Athol Stuart had then said ‘enough was enough’ and ‘no harm done’ and that they ‘should call it a night’. But they had not yet finished. One of the boys had the idea to turn back time. He proposed that they wind the hands of the village clock back a few hours. They also thought that would justify their lateness the next day at school. There is a clock high on the wall of The Victoria Hotel on Port Brokeferry’s main street. Athol Stuart left at this point, declaring their plan nothing but ‘madness’.
Colin Galbraith and Martin Stuart managed to somehow procure a ladder from the garden of a local handyman and it fell to Martin to climb up to the clock. Athol Stuart afterwards said ‘Martin was always trying to prove himself, being the younger of the three, and Colin was always setting him tasks. Dares, really. And Martin always wanted to be the hero.’
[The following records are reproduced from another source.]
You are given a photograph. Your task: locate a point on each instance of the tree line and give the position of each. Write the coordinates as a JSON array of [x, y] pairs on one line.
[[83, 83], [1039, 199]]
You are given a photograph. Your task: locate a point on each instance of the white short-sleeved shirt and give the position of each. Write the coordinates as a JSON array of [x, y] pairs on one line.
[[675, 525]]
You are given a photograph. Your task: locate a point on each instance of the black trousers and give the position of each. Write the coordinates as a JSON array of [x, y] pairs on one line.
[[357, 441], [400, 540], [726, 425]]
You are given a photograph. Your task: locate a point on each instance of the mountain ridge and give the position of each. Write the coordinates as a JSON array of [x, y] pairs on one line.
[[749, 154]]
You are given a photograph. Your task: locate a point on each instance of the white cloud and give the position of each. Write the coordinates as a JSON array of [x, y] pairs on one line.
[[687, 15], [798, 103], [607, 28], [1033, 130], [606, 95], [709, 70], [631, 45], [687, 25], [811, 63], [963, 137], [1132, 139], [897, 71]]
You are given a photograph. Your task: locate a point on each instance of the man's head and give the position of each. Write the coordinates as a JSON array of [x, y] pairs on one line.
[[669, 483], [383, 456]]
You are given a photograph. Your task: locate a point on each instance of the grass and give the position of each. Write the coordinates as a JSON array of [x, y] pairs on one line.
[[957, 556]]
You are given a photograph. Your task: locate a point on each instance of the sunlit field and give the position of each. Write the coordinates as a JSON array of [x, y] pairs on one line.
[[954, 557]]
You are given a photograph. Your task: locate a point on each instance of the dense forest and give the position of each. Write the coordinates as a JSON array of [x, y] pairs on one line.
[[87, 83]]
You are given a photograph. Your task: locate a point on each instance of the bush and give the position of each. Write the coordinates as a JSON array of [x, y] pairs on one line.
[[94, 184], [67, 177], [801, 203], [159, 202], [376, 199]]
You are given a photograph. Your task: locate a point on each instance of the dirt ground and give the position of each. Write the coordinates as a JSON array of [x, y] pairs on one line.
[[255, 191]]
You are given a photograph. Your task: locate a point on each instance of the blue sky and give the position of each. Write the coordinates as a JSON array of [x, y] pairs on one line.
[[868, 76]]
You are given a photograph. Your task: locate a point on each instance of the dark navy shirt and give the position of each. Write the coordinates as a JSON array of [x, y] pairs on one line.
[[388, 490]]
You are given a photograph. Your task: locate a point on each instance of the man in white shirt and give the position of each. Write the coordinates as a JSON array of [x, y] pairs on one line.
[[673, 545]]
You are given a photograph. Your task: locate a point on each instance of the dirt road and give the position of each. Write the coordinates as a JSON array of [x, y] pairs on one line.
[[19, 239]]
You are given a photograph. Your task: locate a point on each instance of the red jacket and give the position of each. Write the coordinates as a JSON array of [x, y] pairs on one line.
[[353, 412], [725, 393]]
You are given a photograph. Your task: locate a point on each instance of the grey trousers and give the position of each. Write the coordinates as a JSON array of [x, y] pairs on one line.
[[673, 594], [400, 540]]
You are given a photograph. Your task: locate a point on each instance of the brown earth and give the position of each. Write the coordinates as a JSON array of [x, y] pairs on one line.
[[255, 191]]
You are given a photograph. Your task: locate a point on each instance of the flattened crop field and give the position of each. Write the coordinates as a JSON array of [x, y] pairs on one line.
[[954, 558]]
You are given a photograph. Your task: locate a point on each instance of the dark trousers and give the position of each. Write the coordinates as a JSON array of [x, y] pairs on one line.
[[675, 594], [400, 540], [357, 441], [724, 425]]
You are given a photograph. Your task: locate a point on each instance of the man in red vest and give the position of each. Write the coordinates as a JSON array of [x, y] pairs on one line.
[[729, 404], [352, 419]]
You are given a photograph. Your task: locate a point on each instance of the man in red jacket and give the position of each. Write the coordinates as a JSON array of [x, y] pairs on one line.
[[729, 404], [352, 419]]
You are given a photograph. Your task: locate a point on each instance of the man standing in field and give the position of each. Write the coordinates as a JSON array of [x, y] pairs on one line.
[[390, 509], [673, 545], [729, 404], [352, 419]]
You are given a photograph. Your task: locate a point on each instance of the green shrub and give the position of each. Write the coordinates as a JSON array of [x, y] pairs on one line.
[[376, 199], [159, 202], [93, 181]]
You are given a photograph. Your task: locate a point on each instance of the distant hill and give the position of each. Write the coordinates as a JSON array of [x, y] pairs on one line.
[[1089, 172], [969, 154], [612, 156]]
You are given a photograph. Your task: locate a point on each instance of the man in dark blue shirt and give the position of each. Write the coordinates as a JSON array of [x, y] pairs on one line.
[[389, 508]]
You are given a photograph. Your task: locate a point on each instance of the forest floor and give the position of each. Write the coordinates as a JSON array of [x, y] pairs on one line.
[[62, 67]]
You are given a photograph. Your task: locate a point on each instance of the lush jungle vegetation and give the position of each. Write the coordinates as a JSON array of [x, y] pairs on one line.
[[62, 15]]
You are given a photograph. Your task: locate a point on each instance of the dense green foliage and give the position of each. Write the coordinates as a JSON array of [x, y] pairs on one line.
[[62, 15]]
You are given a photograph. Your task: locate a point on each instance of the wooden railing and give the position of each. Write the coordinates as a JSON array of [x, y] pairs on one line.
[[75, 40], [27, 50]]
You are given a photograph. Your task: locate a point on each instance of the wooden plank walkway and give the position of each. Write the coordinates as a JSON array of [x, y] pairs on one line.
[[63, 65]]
Martin Stuart was successful in altering the time on the Victoria Hotel clock, but then he must have lost his balance and he fell from a height of around twenty feet. He landed awkwardly on the flagstone pavement and took a serious knock to his head that rendered him unconscious. It is thought that Colin Galbraith took fright and fled the scene, though Athol Stuart says that could not be, that something must have happened, for the three boys were the closest of friends.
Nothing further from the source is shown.